Denver and Rio Grande Railroad

In the middle nowhere on CO 149 is an old-school railroad crossing sign. You have to pay attention to see the narrow gauge tracks crossing the high meadow pasture.

What’s the story?

No one knows how human geography is going to pan out long term. The man who built the tracks had big dreams of a narrow gauge train over the mountains to Denver. I, personally, wish his dreams had come true, but instead we got the Cold War, and the Interstate Highway system. That man could not have known how it would eventually go with the automobile (or passenger planes), or that horses and trains were not going to be the foundation of human transportation forever. He could not have known that — in the future — a small mining town butted up against a cliff would not become a thriving metropolis, that its rich vein of ore would be exhausted or that the bottom would fall out of silver. The train ran well into the 1980s. 

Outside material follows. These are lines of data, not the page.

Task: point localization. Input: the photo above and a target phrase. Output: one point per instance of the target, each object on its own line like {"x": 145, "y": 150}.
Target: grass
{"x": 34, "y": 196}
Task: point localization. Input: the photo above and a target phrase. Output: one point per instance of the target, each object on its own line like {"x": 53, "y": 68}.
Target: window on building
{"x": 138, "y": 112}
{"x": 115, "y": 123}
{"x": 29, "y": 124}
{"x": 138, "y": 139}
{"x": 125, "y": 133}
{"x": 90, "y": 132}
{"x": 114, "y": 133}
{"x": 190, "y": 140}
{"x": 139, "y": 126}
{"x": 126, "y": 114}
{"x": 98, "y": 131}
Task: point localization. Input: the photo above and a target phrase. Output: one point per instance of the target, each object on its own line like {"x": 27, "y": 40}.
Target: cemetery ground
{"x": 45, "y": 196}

And I could not have known the geography of my own life that would bring me to Monte Vista, Colorado, or that I would live across the street from — and be friends with — a man who loves trains so much that he and his brother collect old train cars. I could not have known that his wife and I would stand in the rain one lovely early summer day waiting to see a small engine cross that mountain pasture with my neighbor as engineer, blowing its horn, sounding for all the world like a big engine, echoing a time gone by.

 

P.S. Obviously, I took the video with my phone. In the video my friend asks me about my iPhone case which looks like a watercolor box that’s been used. I do lose it sometimes when I’m painting and have all kinds of colors out all over the place. :p

https://dailypost.wordpress.com/prompts/crossing/

7 thoughts on “Denver and Rio Grande Railroad

  1. That is really sweet. There have been many tracks a and stations now closed in Switzerland, in the name of progress, but the nostalgia of the closed stations remains.

    • Yep. I like trains and I wish I could go around the big valley where I live by train. I’d see a lot of my friends more often if I could walk downtown, get on the train, and ride it to the next small town — and all the towns are small. I think it’s a pity that isn’t possible.